Cross-chain bridges allow users to transfer digital assets between otherwise incompatible blockchain networks. The TAC bridge specifically enabled liquidity to flow from the established Ethereum ecosystem into the newer TON chain, which is gaining traction due to its association with the Telegram messaging app. These bridges typically operate by locking assets on one chain and minting equivalent "wrapped" tokens on the destination chain.
The exact technical vector of the TAC exploit remains under investigation. However, such breaches often stem from vulnerabilities in smart contracts, compromised private keys managing the bridge's reserves, or flaws in the oracle systems that relay information between chains. Attackers target these critical points of control and liquidity.
The TAC team announced intentions to "restore bridge liquidity through a legally structured sale of Foundation's TAC token treasury reserves." This strategy suggests the project aims to use its own holdings of TAC tokens to either repurchase the stolen assets or directly compensate affected users. This approach is complex and requires careful execution to avoid market destabilization for the TAC token itself.
Users who had funds in transit across the bridge or held assets locked within its smart contracts at the time of the attack are the primary victims. Their assets are now part of the $2.8 million stolen sum, and their recovery depends on the project's success in implementing its restoration plan.
This incident adds to a troubling pattern of high-value exploits targeting cross-chain bridges across the cryptocurrency landscape. Billions of dollars have been siphoned from similar protocols in recent years. The Ronin Bridge, which supported the play-to-earn game Axie Infinity, lost over $600 million in March 2022. The Wormhole Bridge suffered a $325 million exploit a month prior, and the Harmony Horizon Bridge was drained of $100 million in June 2022. These attacks underscore the significant security challenges inherent in moving assets between disparate blockchain ecosystems.

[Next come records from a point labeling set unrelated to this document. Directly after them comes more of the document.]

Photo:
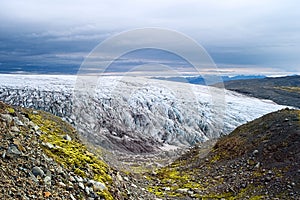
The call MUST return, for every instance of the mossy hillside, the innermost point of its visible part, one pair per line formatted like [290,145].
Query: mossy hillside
[274,136]
[72,154]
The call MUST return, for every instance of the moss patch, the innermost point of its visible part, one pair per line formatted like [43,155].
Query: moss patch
[72,154]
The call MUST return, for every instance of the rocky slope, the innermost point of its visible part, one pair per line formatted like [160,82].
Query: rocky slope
[135,114]
[258,160]
[282,90]
[43,158]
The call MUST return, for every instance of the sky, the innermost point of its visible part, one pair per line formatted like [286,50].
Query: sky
[242,37]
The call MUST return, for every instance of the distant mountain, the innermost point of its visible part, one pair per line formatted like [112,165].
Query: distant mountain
[201,80]
[258,160]
[136,114]
[282,90]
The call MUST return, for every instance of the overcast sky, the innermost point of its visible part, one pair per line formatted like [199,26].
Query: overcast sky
[249,36]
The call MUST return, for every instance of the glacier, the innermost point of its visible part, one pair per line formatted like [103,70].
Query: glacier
[136,114]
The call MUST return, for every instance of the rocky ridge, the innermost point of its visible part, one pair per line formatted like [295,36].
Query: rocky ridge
[258,160]
[43,158]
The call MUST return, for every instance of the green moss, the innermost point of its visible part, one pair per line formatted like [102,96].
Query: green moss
[72,154]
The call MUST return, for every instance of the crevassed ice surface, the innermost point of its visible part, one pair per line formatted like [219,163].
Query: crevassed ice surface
[136,114]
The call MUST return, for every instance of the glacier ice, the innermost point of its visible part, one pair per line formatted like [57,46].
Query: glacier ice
[135,114]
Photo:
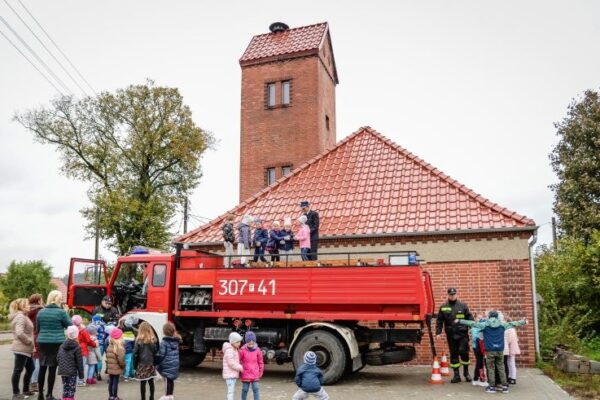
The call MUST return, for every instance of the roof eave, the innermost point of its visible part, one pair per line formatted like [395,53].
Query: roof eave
[528,228]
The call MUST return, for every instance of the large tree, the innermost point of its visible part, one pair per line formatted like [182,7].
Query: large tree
[26,278]
[138,148]
[576,161]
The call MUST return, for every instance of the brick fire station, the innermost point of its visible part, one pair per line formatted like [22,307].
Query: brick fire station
[371,193]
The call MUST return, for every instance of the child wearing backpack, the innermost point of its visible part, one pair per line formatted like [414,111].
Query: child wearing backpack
[253,366]
[70,363]
[309,379]
[231,362]
[493,339]
[168,358]
[144,351]
[115,362]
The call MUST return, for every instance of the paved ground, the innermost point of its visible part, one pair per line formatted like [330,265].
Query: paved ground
[396,382]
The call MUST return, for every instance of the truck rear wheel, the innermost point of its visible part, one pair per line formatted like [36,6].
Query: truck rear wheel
[331,355]
[190,359]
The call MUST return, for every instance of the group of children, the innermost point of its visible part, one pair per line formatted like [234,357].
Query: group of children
[276,241]
[131,352]
[246,363]
[495,342]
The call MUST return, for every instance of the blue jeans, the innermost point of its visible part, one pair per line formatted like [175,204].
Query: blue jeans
[304,253]
[246,387]
[230,388]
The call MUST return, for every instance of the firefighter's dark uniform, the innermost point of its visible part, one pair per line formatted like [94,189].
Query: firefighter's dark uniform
[457,335]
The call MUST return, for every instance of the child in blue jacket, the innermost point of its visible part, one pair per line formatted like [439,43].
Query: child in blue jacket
[309,379]
[493,339]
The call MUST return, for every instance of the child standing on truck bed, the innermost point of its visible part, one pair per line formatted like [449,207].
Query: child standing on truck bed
[493,339]
[231,362]
[309,379]
[252,362]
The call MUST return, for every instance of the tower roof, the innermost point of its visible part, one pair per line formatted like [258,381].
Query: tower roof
[287,43]
[368,185]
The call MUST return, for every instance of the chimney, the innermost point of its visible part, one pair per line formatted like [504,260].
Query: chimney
[278,27]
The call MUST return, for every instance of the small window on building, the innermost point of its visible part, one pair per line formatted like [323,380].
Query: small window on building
[270,176]
[285,92]
[159,275]
[270,95]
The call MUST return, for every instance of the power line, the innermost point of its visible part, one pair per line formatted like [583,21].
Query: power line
[32,64]
[56,45]
[48,69]
[44,46]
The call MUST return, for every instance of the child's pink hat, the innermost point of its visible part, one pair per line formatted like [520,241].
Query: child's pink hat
[116,334]
[72,332]
[76,320]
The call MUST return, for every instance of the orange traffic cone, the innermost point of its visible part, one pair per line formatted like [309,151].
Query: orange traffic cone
[436,377]
[444,368]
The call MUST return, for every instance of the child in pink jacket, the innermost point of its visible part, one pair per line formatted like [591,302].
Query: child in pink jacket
[231,362]
[254,366]
[303,237]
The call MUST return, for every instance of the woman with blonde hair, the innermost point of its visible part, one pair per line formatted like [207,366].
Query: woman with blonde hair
[144,351]
[50,327]
[22,346]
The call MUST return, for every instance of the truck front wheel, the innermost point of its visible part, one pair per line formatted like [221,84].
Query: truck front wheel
[190,359]
[331,355]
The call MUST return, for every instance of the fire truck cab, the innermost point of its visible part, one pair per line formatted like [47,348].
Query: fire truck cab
[351,310]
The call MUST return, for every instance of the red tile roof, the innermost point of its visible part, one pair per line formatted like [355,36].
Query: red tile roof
[296,40]
[367,184]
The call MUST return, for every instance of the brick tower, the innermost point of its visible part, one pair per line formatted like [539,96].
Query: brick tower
[288,103]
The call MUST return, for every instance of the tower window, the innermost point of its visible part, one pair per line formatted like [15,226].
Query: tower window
[270,94]
[270,175]
[285,92]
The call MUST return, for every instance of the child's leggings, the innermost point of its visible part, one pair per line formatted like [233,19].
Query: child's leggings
[512,367]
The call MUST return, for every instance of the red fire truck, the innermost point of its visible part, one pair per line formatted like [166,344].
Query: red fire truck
[352,310]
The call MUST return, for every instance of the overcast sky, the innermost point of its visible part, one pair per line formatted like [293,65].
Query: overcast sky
[472,87]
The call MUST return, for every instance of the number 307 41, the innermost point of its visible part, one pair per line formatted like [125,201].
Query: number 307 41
[240,287]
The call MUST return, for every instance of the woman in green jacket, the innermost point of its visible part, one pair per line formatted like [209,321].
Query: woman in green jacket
[50,326]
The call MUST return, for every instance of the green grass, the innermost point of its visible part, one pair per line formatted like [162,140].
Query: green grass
[583,386]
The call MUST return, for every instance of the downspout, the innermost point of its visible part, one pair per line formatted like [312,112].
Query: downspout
[536,327]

Bridges are often prime targets because they concentrate substantial liquidity and present complex attack surfaces. Their reliance on smart contracts and multi-signature schemes can introduce vulnerabilities if not rigorously audited and continuously monitored. The recurring nature of these exploits has spurred industry-wide efforts to develop more resilient bridge architectures, including fully decentralized designs and enhanced formal verification of smart contract code.
Financial regulators globally have started to pay closer attention to the security and operational risks associated with digital asset bridges. While no specific regulatory action has been announced regarding the TAC incident, general discussions among bodies like the U.S. Securities and Exchange Commission (SEC) and the Financial Crimes Enforcement Network (FinCEN) increasingly address the need for greater transparency and consumer protection in cross-chain operations.
Recovering stolen digital assets after such exploits remains a formidable challenge for victims and law enforcement alike. Attackers frequently employ sophisticated techniques to obscure transaction trails, moving funds rapidly through mixers, decentralized exchanges, and multiple blockchain networks. This complicates tracing and seizure efforts.
The TAC team's investigation into the May 12 exploit remains active, with further updates on their recovery plan and efforts to identify the attackers expected as the situation develops.